The epilogue is not worthy of mention. I was just wondering why is Shu blind as well. Or that why is he dressed like a 19th century French poet. Anyway, it’s over.

This entry was posted by Vale.

6 thoughts on “Guilty Crown 22 – notes and the like

  1. The slow version of the first ED is a remix by Boom Boom Satellites. It’s a great remix of the song, I actually prefer it over the original, but it’s a tad long at 7ish minutes.

    Da`at was supposed to be the personification of natural selection, right? I still don’t have a clue what that’s supposed to mean.

    • I have no idea what it’s supposed to be in the universe of the show. In my previous post about GC, when the name of Da’at came up, I wrote about what it is supposed to be… I guess that in a sense the means through which humankind can reach God can be considered a personification of natural selection, if only the most perfect can reach divinity.

    • The show never had any consistent fictional logic to it, so I didn’t expect it to make sense. But, it’s still damn odd.

      The implication might be something more like “Ghosts in the Machine”, but something that just doesn’t really exist in a Japanese context (or at least not easily). If we thought of Da`at as the personification of the “will” of nature or some other BS like that. It still doesn’t make total sense, but it would make a lot more than what we were given.

  2. Oh, and the blind thing only makes a slight amount of sense. After Mana was taken by Gai, Inori is mostly turned into crystal and is blind at that moment. How she “gave” her blindness to Shu with her “thread of life” is beyond me. Considering that’s a massively mixed metaphor. I just assume they screwed up the Biblical references and were thinking of Sampson and not Jesus, when it came to the blindness.

  3. I think Crazy Old Guy’s suicide makes sense, at least. His overarching goal was to see the evolution of mankind into crystals-the apocalypse. Survival was never his goal. At that moment, it looks like his cousin will shoot him. So, thinking he’s seen the Apocalypse through, he chooses to enter the crystal state rather than die as a human.

    Otherwise, logic was never this show’s long suit. What strikes me is that (until the end) they got the emotion in this episode right. Yes, flagrant abuse of random symbolism and a complete ignorance of all things physical or rational was shown, but in the end, I think that was something that the writers finally got in the last few episodes that had been lacking all season. And I think we’d care less about inconsistency, gaping plot holes, and deus-ex machinas if all the episodes had been executed this way.

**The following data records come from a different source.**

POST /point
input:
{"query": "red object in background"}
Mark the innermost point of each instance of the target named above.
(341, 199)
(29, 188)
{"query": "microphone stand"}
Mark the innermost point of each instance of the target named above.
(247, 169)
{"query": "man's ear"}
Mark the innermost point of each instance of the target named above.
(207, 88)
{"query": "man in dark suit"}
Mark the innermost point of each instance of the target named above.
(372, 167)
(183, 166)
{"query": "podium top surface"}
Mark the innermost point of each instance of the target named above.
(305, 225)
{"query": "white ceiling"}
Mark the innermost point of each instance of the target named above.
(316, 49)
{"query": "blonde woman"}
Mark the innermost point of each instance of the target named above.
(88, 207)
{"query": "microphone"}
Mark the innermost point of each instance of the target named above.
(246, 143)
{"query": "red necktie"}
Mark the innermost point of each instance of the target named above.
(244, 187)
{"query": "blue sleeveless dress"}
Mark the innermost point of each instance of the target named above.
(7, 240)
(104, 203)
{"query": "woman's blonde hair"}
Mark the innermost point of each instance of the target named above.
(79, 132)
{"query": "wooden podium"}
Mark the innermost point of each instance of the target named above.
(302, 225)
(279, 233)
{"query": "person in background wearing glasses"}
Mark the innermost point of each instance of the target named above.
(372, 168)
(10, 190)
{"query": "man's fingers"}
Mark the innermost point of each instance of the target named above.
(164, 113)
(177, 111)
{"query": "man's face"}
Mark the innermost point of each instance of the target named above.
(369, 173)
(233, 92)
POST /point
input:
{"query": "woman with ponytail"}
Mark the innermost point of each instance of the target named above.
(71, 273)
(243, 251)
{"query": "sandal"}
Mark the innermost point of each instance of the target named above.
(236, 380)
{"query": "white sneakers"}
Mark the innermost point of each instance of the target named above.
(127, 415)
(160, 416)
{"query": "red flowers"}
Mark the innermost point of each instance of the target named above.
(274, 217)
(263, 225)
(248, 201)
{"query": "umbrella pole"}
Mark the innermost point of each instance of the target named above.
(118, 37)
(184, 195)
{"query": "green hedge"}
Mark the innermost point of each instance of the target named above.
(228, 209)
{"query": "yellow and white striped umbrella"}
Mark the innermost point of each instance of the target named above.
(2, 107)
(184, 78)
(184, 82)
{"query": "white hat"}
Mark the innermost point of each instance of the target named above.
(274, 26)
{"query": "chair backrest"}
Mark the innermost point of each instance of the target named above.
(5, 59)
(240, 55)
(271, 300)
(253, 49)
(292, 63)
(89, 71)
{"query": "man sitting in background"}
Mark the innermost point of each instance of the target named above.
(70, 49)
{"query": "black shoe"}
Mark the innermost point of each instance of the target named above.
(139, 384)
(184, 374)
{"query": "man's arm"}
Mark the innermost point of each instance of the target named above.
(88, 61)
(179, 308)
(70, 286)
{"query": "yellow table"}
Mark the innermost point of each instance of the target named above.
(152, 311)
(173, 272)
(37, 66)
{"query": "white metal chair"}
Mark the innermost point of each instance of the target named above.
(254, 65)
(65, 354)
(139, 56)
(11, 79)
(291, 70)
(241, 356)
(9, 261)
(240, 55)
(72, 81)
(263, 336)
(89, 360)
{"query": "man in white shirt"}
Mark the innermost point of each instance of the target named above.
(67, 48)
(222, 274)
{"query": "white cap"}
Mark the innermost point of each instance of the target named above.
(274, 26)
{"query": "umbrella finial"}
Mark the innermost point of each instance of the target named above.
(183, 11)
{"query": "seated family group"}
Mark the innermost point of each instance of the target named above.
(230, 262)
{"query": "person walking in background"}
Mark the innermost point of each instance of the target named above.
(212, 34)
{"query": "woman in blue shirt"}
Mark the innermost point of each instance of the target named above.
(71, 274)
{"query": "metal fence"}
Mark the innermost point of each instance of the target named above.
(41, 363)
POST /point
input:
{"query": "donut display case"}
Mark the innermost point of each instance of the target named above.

    That is, up until the end. The writers completely failed at creating catharsis; even having been drawn in by the rest of the episode, I was irritated by the cliched “Let’s celebrate after all this time!” scene, and that turned to being appalled when Shoe walked in blind with that getup. And that basically sums everything up-some awful writing ruining what could otherwise have been an enjoyable (if not exactly monumental) series.